Avoid version ranges like `tensorflow>=2.0` in production images. Ranges are fine for experimentation, but pinned versions ensure reproducibility.

## Cache control in Valohai

Valohai caches Docker images on worker machines by default. This means the first execution downloads the image, and subsequent executions reuse the cached version.

### Force a fresh image pull

If you've updated an image in your registry (using the same tag), force Valohai to pull the latest version:

Set the environment variable **`VH_NO_IMAGE_CACHE=1`** on your execution.

This ignores the cached image and pulls fresh from the registry.

### Clear all caches

To clear both image and data caches from a worker machine:

Set **`VH_CLEAN=1`** on your execution.

This forcibly removes all Docker images and cached data before and after execution. Use sparingly—it adds significant time.

### When to use cache controls

* `VH_NO_IMAGE_CACHE=1` → You pushed a new version with the same tag (not recommended, but sometimes necessary)
* `VH_CLEAN=1` → Debugging disk space issues or testing fresh environments

For normal workflows, let Valohai's default caching work. It's fast and efficient.

## Speed up image downloads with a pull-through cache

If you frequently build or pull large Docker images, a pull-through cache can significantly reduce download times.

### When to use this

Consider a pull-through cache if:

* You build or update Docker images frequently
* Download speeds are slow or you hit timeouts
* You want to reduce bandwidth costs

### How it works

Valohai sets up a caching server in your VPC. When workers pull images, they first check the cache. If the image exists, it's served locally (fast). If not, it's fetched once and cached for future use.

### Setup

This requires a dedicated machine in your VPC and network configuration to route traffic through the cache.

Contact `support@valohai.com` to set up a pull-through cache for your organization.

## Custom container runtime options

Valohai controls the `docker run` command and its arguments. This ensures executions work consistently across environments.

**You cannot:**

* Pass custom `docker run` flags
* Override the entrypoint Valohai sets
* Modify container networking or volume mounts

**You can:**

* Use any Docker image
* Pass parameters to your code
* Set environment variables
  * See [system environment variables](https://docs.valohai.com/executions/system-environment-variables)
* Mount data from your data stores

This design keeps infrastructure management outside your containers, so you focus on code, not configuration.

If you have a use case requiring custom `docker run` arguments, contact our support team to discuss alternatives.
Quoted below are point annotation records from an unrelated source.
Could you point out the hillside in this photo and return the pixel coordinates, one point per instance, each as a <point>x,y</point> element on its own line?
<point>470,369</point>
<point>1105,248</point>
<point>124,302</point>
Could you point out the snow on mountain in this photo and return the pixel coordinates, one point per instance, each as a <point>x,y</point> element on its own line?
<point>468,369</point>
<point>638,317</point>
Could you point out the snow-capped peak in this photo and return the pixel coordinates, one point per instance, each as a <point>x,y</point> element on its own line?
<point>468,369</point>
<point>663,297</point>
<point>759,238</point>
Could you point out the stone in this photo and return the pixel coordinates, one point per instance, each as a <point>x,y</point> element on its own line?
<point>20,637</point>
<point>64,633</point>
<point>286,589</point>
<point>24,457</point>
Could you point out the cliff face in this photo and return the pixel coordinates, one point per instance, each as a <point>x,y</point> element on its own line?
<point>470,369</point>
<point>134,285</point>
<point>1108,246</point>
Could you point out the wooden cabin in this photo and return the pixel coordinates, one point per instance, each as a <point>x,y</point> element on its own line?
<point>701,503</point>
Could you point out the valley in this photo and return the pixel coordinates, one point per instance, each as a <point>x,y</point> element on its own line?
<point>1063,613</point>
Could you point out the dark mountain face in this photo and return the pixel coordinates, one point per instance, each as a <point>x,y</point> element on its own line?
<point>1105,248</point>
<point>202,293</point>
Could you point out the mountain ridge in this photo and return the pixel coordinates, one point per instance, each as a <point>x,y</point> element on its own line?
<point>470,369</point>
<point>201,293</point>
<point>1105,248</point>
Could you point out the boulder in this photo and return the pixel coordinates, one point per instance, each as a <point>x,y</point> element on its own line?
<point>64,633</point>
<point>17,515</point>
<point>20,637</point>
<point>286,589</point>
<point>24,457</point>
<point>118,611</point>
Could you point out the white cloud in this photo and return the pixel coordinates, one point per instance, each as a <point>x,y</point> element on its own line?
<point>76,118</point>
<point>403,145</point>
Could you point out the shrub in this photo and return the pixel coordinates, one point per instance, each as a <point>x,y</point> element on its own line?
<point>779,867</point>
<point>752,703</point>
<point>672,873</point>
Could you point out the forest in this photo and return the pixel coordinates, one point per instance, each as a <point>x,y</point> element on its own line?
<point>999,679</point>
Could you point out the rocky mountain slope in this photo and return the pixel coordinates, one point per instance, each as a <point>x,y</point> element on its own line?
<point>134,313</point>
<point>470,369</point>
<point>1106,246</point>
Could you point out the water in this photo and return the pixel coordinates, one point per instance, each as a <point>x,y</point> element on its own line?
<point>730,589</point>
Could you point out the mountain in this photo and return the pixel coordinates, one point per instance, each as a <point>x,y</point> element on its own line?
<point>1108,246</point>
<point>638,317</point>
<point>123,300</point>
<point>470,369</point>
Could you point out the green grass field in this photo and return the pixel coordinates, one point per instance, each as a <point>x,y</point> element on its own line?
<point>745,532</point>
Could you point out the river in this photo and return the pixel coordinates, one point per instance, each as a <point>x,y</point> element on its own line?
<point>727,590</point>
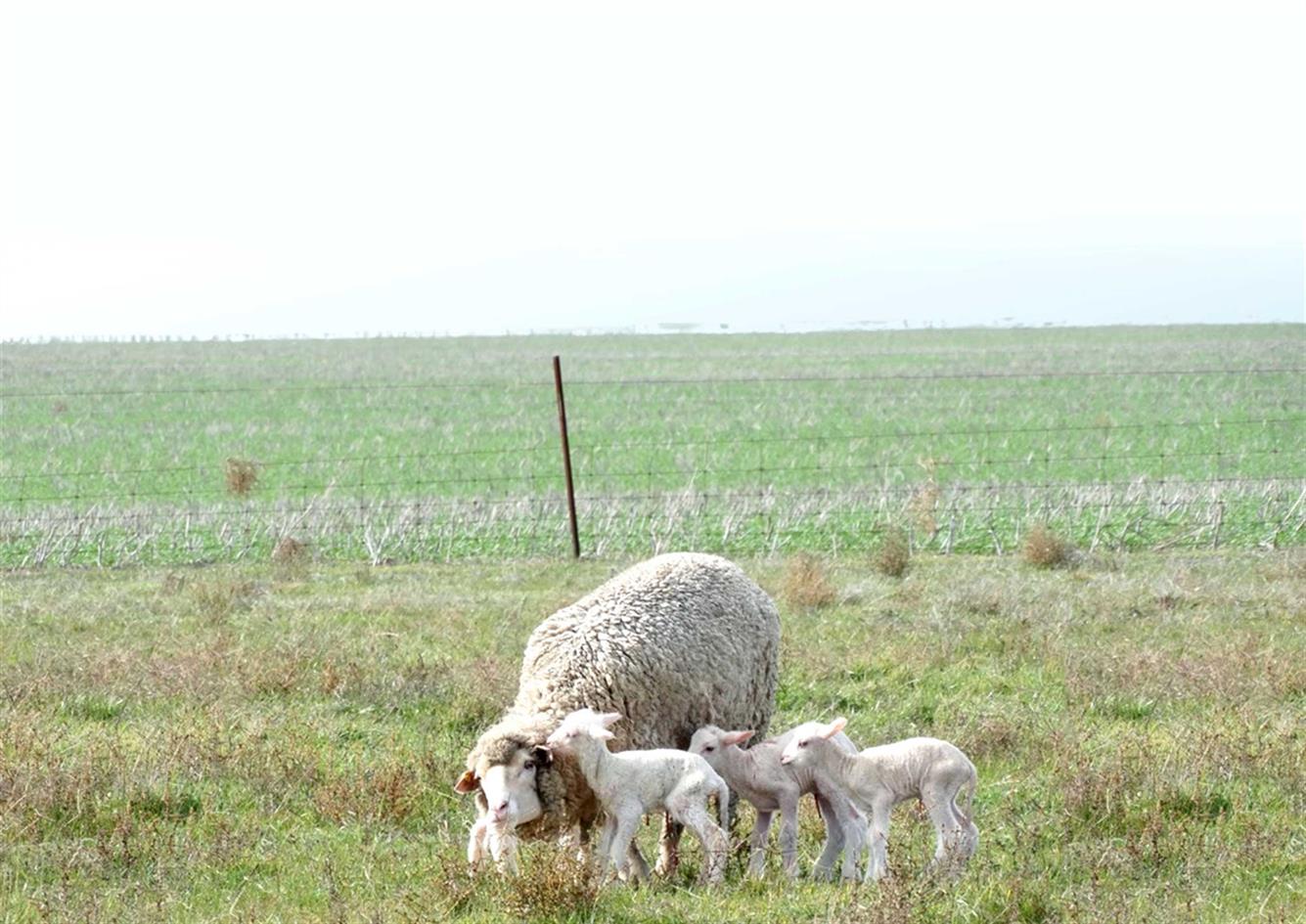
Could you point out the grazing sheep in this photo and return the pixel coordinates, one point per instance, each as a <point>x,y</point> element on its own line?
<point>879,778</point>
<point>673,643</point>
<point>757,775</point>
<point>632,783</point>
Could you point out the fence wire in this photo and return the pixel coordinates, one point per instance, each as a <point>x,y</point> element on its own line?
<point>698,483</point>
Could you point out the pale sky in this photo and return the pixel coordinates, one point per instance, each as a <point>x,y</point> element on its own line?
<point>277,168</point>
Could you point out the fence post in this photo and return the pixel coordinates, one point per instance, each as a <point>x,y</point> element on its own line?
<point>562,428</point>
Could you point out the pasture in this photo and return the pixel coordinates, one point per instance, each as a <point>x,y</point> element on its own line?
<point>203,729</point>
<point>254,743</point>
<point>440,449</point>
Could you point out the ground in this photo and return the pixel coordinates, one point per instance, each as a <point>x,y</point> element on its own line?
<point>279,743</point>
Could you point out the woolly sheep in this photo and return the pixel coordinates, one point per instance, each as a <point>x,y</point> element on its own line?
<point>673,643</point>
<point>632,783</point>
<point>879,778</point>
<point>757,775</point>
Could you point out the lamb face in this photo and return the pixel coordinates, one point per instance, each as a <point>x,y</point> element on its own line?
<point>709,743</point>
<point>801,751</point>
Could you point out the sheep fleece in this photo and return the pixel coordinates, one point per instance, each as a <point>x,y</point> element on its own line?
<point>671,643</point>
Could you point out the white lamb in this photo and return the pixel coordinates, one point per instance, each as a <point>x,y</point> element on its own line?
<point>759,776</point>
<point>632,783</point>
<point>879,778</point>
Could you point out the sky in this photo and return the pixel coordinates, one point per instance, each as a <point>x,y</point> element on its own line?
<point>279,168</point>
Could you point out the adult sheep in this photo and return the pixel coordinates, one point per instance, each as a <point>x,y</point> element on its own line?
<point>673,643</point>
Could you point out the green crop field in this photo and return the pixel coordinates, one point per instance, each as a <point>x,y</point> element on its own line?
<point>247,720</point>
<point>258,743</point>
<point>435,449</point>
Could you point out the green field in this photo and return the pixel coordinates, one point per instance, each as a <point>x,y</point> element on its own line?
<point>436,449</point>
<point>258,744</point>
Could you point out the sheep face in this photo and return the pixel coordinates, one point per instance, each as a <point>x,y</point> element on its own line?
<point>799,748</point>
<point>508,787</point>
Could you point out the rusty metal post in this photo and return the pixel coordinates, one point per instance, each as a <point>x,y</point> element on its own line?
<point>562,427</point>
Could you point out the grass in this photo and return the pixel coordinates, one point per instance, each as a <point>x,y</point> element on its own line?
<point>433,449</point>
<point>256,743</point>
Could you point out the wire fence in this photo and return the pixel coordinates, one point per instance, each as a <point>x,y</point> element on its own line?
<point>729,463</point>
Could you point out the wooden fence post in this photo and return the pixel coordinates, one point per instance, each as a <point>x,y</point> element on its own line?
<point>562,428</point>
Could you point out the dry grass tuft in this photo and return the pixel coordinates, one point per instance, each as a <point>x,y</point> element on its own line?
<point>806,585</point>
<point>1044,549</point>
<point>557,885</point>
<point>389,794</point>
<point>893,553</point>
<point>219,597</point>
<point>242,475</point>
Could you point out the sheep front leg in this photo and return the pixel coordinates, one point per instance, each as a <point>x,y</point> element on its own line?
<point>605,845</point>
<point>620,847</point>
<point>789,834</point>
<point>669,855</point>
<point>757,842</point>
<point>476,842</point>
<point>825,868</point>
<point>878,866</point>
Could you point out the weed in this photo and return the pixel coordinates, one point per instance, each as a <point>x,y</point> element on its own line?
<point>1044,549</point>
<point>218,597</point>
<point>554,886</point>
<point>242,475</point>
<point>893,553</point>
<point>806,584</point>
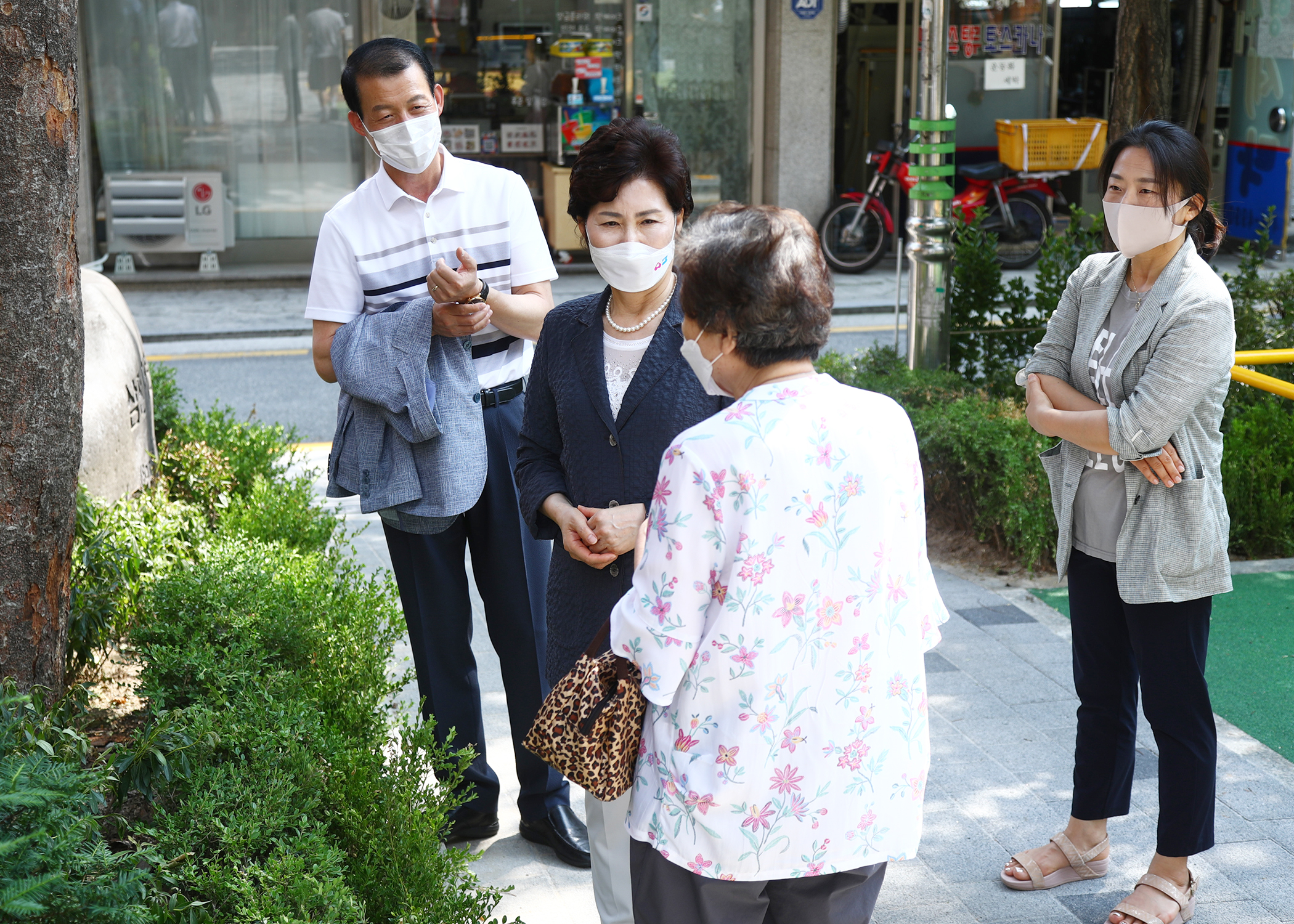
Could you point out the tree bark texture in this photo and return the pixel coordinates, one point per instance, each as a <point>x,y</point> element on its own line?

## Building images without Docker installed

You don't need Docker installed locally to build images. Use the [Docker Image Builder](https://docs.valohai.com/reusable-step-libraries/build-your-own-library/docker-image-builder) from Valohai's [Reusable Step Libraries.](https://docs.valohai.com/reusable-step-libraries)

This library step:

* Takes your Dockerfile as input
* Builds the image on Valohai infrastructure
* Pushes to your registry

Perfect for teams without Docker experience or for CI/CD pipelines.

## Summary

**Fastest path:**

* Start with `python:3.11-slim` or similar
* Pin all versions
* Install packages in your code while iterating
* Build a custom image once dependencies stabilize

**Production-ready:**

* Use multi-stage builds
* Clean up in the same layer
* Leverage layer caching
* Never include code or data in the image

**Troubleshooting:**

* When launching an execution
  * Use `VH_NO_IMAGE_CACHE=1` to pull fresh images
  * Use `VH_CLEAN=1` to clear all caches (rarely needed)
* Contact support for pull-through cache setup